***

***

Ads

Sabtu, 25 Maret 2017

Pendekar Lembah Naga Jilid 160

Biarpun melakukan hubungan kelamin merupakan pantangan keras bagi Ciauw Si sebelum dia menikah, namun dia tidak dapat menolak ketika pangeran itu kembali mendekapnya, membelai dan menciuminya. Betapapun juga, harus diakuinya bahwa ada gairah di dalam hatinya yang bernyala, bergelora dan yang mendorongnya untuk membalas penumpahan kasih sayang dari pangeran ini.
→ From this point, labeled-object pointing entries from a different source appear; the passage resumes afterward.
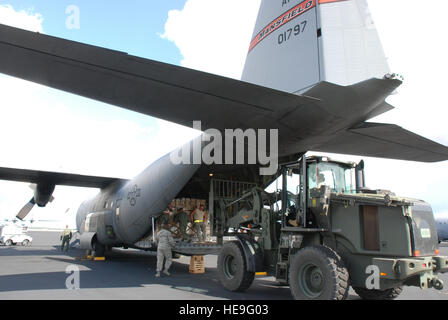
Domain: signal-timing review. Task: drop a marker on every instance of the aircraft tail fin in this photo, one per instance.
(299, 43)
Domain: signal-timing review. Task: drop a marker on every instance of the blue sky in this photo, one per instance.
(129, 26)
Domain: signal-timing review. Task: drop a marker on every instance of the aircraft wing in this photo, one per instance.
(182, 95)
(55, 178)
(385, 141)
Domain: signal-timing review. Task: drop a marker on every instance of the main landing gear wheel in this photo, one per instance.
(318, 273)
(232, 268)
Sampai senja terganti malam gelap dan terdengar suara ketua Sin-ciang Tiat-thouw-pang mencari mereka, barulah mereka bangkit dan sambil berpegangan tangan mereka meninggalkan taman itu. Sambil melangkah perlahan-lahan, pangeran itu bertanya ke mana kekasihnya hendak pergi dan bagaimana dia dapat mengajukan pinangan.

“Aku telah terlalu lama meninggalkan Cin-ling-pai,” jawab Ciauw Si. “Dari sini aku akan kembali ke Cin-ling-san, kemudian aku akan pulang ke rumah ibuku di Sin-yang dan aku... aku akan menanti kunjunganmu di sana, pangeran.”
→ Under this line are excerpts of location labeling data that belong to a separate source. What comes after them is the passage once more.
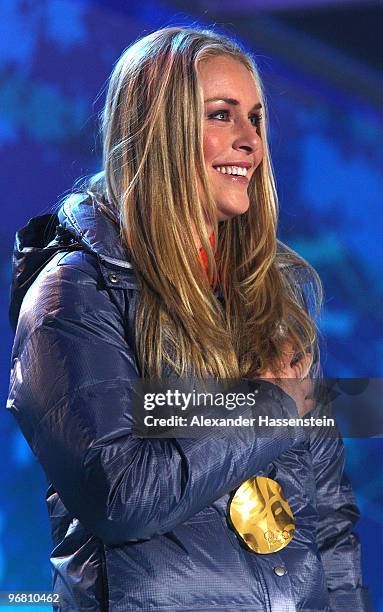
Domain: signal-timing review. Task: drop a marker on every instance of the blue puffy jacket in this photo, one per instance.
(140, 524)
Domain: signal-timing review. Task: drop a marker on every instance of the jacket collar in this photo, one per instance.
(84, 219)
(97, 233)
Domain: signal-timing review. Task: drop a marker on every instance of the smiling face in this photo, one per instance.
(231, 143)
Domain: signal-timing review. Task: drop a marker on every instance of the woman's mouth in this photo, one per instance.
(233, 173)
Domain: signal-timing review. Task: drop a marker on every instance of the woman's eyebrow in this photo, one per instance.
(232, 101)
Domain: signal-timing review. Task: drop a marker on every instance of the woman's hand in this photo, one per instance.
(293, 380)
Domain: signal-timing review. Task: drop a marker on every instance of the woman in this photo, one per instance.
(167, 266)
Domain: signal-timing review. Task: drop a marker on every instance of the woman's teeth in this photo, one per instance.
(232, 170)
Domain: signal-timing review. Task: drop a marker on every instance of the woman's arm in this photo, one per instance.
(71, 393)
(338, 513)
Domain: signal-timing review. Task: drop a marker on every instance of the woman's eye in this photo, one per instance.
(255, 119)
(221, 115)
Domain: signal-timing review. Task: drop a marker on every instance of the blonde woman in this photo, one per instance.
(166, 265)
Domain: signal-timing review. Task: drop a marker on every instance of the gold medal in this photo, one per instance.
(261, 516)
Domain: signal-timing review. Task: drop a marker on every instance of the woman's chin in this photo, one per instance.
(229, 211)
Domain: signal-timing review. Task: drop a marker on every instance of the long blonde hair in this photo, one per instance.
(153, 166)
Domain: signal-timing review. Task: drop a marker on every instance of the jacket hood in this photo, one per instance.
(79, 224)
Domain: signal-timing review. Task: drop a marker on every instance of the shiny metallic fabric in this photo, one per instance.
(261, 516)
Diam-diam hati pangeran itu terharu. Dia tidak berani menceritakan, akan tetapi dia dapat membayangkan betapa hati kekasihnya ini akan merana dan menderita pukulan hebat kalau mengetahui bahwa kakeknya, ketua Cin-ling-pai, telah meninggal dunia dan betapa ibunya kini telah menjadi buronan pemerintah!

“Baiklah, kekasihku, engkau tunggu saja. Akan tiba saatnya aku mencarimu dan meminangmu dari ibumu. Sementara itu, kalau engkau membutuhkan bantuanku, atau kalau hendak mencariku, datanglah saja ke istana. Kalau engkau mengaku sebagai tunanganku atau sahabatku dan memperlihatkan cincin ini, tentu engkau akan diterima dengan kehormatan sebagai tamu agung.”

Setelah berkata demikian, Pangeran Ceng Han Houw mencabut cincin yang dipakainya di jari manis kirinya, sebuah cincin bermata mutiara yang indah, kemudian dia memegang tangan kanan Ciauw Si dan memasangkan cincinnya itu ke jari telunjuk Ciauw Si. Pas sekali!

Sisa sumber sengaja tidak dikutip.